Family Motto

Thursday, July 21, 2005

My husband is interested in genealogy. As he is going through records and checking facts on the Internet, he often finds a family crest or coat of arms. These usually have a motto, sometimes in Latin, above a design. I have played around with the thought of what our family's coat of arms might be like if I were to create one.

I'm not sure of the design yet, but I know what the motto should be. I would put Pro Nunc in fancy letters above the design using animals, children, crops, roads, books, and churches.

Why Pro Nunc? Follow in our footsteps any day and you will understand.

After I have done a laundry, I take the clothes from the dryer and neatly fold them on top of the washer and dryer. Before I have time to put them away, something else comes up that I need to do. So I leave the clothes where they are Pro Nunc.

Recycling is big in our family but with the limited times we can take our materials to the center, many things are put in odd corners, Pro Nunc, awaiting the Saturday date that will allow them to be more permanently discarded.

When your husband is handy with tools, odd jobs are plentiful and always waiting to be done.

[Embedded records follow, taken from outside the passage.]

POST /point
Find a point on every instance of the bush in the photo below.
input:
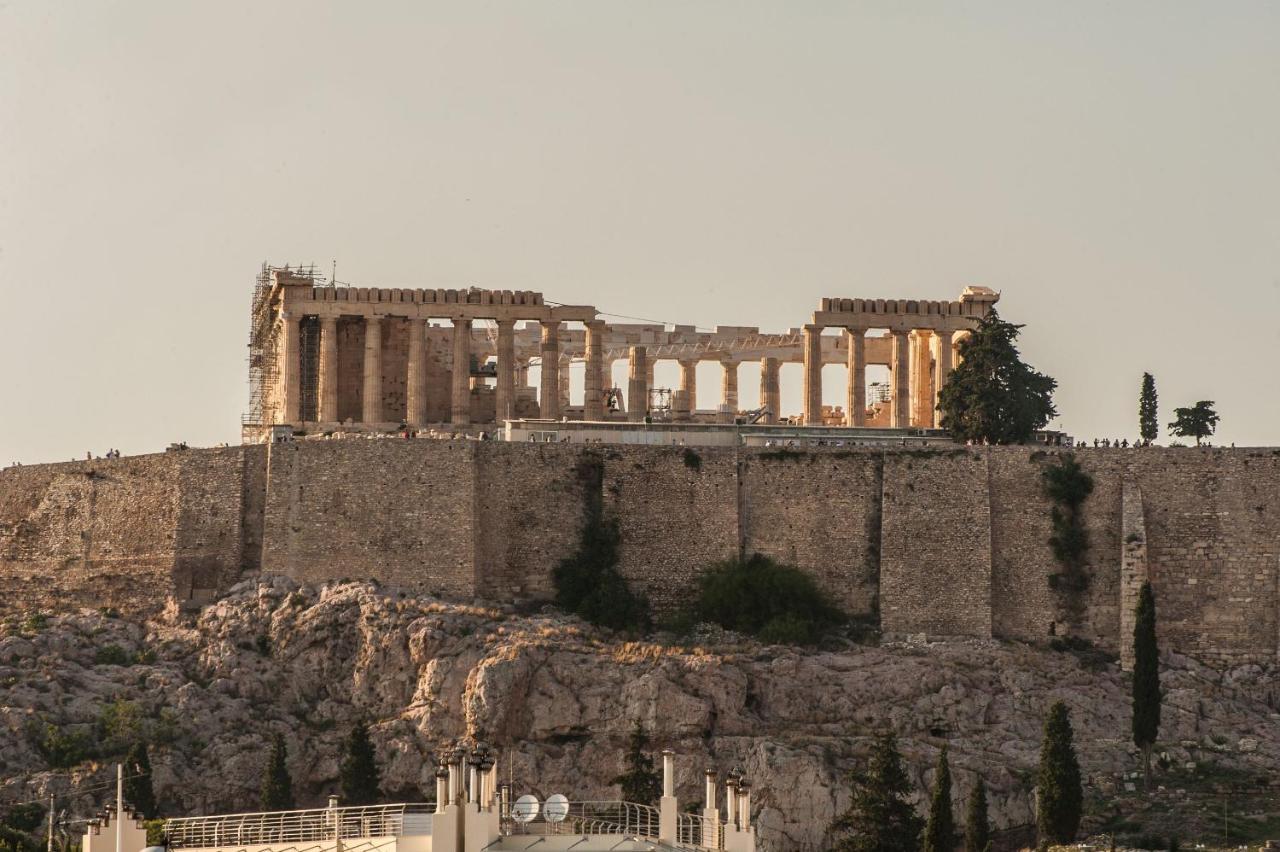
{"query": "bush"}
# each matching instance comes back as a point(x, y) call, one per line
point(62, 749)
point(588, 582)
point(119, 725)
point(763, 599)
point(112, 655)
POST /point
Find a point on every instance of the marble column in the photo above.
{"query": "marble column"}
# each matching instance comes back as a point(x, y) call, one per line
point(922, 378)
point(563, 372)
point(901, 369)
point(371, 408)
point(328, 411)
point(728, 390)
point(942, 369)
point(812, 375)
point(292, 379)
point(549, 397)
point(855, 404)
point(688, 401)
point(638, 384)
point(593, 394)
point(415, 389)
point(504, 388)
point(771, 392)
point(460, 386)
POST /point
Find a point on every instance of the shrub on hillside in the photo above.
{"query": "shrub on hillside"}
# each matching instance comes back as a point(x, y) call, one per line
point(764, 599)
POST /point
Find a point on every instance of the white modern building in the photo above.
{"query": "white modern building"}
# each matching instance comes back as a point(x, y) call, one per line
point(474, 812)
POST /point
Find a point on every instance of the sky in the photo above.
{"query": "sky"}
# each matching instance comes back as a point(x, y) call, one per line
point(1112, 169)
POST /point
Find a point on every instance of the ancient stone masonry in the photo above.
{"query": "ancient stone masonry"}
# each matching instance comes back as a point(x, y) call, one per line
point(945, 543)
point(323, 357)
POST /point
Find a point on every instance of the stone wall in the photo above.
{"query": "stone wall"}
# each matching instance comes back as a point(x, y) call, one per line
point(938, 541)
point(397, 511)
point(128, 532)
point(936, 544)
point(819, 512)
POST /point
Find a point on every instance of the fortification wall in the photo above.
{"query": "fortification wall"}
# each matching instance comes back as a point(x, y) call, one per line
point(127, 532)
point(398, 511)
point(936, 544)
point(819, 512)
point(945, 543)
point(530, 512)
point(675, 517)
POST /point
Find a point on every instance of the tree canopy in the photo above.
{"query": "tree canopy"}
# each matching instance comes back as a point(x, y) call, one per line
point(1059, 795)
point(1148, 424)
point(138, 791)
point(1200, 421)
point(277, 793)
point(940, 830)
point(880, 819)
point(359, 773)
point(992, 395)
point(640, 783)
point(977, 825)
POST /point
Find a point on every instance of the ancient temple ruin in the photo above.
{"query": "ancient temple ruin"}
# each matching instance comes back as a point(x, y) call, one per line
point(324, 356)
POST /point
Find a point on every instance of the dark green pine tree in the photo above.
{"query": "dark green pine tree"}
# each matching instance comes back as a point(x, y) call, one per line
point(977, 827)
point(1198, 421)
point(940, 830)
point(277, 792)
point(359, 769)
point(1148, 424)
point(1059, 796)
point(992, 395)
point(880, 819)
point(1146, 678)
point(138, 791)
point(640, 783)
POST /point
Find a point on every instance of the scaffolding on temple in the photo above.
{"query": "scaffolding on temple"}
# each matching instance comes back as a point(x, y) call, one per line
point(264, 340)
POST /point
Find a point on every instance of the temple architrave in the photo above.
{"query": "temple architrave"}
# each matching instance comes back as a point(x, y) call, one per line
point(325, 357)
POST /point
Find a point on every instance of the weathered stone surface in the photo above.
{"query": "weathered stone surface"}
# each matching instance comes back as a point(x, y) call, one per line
point(947, 541)
point(558, 700)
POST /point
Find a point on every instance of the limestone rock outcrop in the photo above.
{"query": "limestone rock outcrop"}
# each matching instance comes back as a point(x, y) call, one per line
point(558, 699)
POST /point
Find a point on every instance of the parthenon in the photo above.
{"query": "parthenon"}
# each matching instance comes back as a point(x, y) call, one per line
point(380, 358)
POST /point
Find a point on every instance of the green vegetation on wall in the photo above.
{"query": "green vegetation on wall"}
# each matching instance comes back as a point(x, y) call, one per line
point(763, 599)
point(588, 582)
point(1068, 485)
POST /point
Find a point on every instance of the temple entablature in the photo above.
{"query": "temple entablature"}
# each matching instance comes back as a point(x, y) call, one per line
point(325, 356)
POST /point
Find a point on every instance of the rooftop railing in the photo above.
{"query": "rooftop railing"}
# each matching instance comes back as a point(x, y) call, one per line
point(298, 827)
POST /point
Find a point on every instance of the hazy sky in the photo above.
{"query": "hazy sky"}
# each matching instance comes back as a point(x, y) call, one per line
point(1111, 168)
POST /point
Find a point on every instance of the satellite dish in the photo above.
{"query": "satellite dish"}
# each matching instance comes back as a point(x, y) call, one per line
point(556, 807)
point(525, 809)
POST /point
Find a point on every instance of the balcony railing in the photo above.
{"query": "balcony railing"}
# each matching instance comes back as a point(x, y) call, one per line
point(298, 827)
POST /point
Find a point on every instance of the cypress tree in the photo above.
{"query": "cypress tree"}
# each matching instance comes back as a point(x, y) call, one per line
point(940, 830)
point(359, 770)
point(277, 792)
point(138, 791)
point(1148, 425)
point(1059, 796)
point(880, 818)
point(977, 828)
point(641, 783)
point(1146, 678)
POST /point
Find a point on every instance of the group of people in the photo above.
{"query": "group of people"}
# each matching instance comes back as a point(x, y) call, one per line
point(1105, 443)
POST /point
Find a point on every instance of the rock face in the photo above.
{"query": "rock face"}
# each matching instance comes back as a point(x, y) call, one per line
point(558, 700)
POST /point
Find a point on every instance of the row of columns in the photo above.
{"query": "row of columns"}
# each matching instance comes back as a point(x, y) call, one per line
point(900, 375)
point(554, 380)
point(685, 398)
point(460, 395)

As with the laundry, often the job is not completely finished before another more urgent need comes up. As long as the faucet does work, the door does close, the light does turn on, finishing touches don't get done. It's OK as it is only Pro Nunc.

Often these things that were intended to be temporary become part of the ambiance of our home and we no longer even think about what was intended as the end result.

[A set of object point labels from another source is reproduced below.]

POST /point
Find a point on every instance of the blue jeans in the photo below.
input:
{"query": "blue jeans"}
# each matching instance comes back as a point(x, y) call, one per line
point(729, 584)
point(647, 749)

When Lester was still in the active ministry we moved every few years to a new appointment. That gave us good opportunities to start over with an organized household. During those years we also did not have the care of anything more than the house and a small lawn. That made organization in those nice large parsonages easy.

But we did have the land where we now live, and eventually a dwelling of sorts awaiting our retirement. That continued many of the Pro Nunc problems.

In a short visit to Vernon County some preparations for the future would be started when time ran out and we needed to return to our jobs. We would heel in trees to be planted, cover up structures that were started or pile up materials we had purchased Pro Nunc.

Of course we knew that when we really did retire and come home to stay we would take care of all these problems because then we would have uninterrupted time. No one would call Lester back for a funeral or emergency hospital call. My job would be right here handy and leave me the evenings and weekends to get caught up on the work. With all this time we would no longer be perpetually in the temporary mode.

Somehow this didn't happen. As we settled in we kept thinking of things to add, ways to improve what we had, and somehow all that imagined leisure time did not materialize.

When we look at all the Pro Nunc results of our projects, we know that this would be a true reflection of life to use on our family coat of arms. After all, we are only here For Now.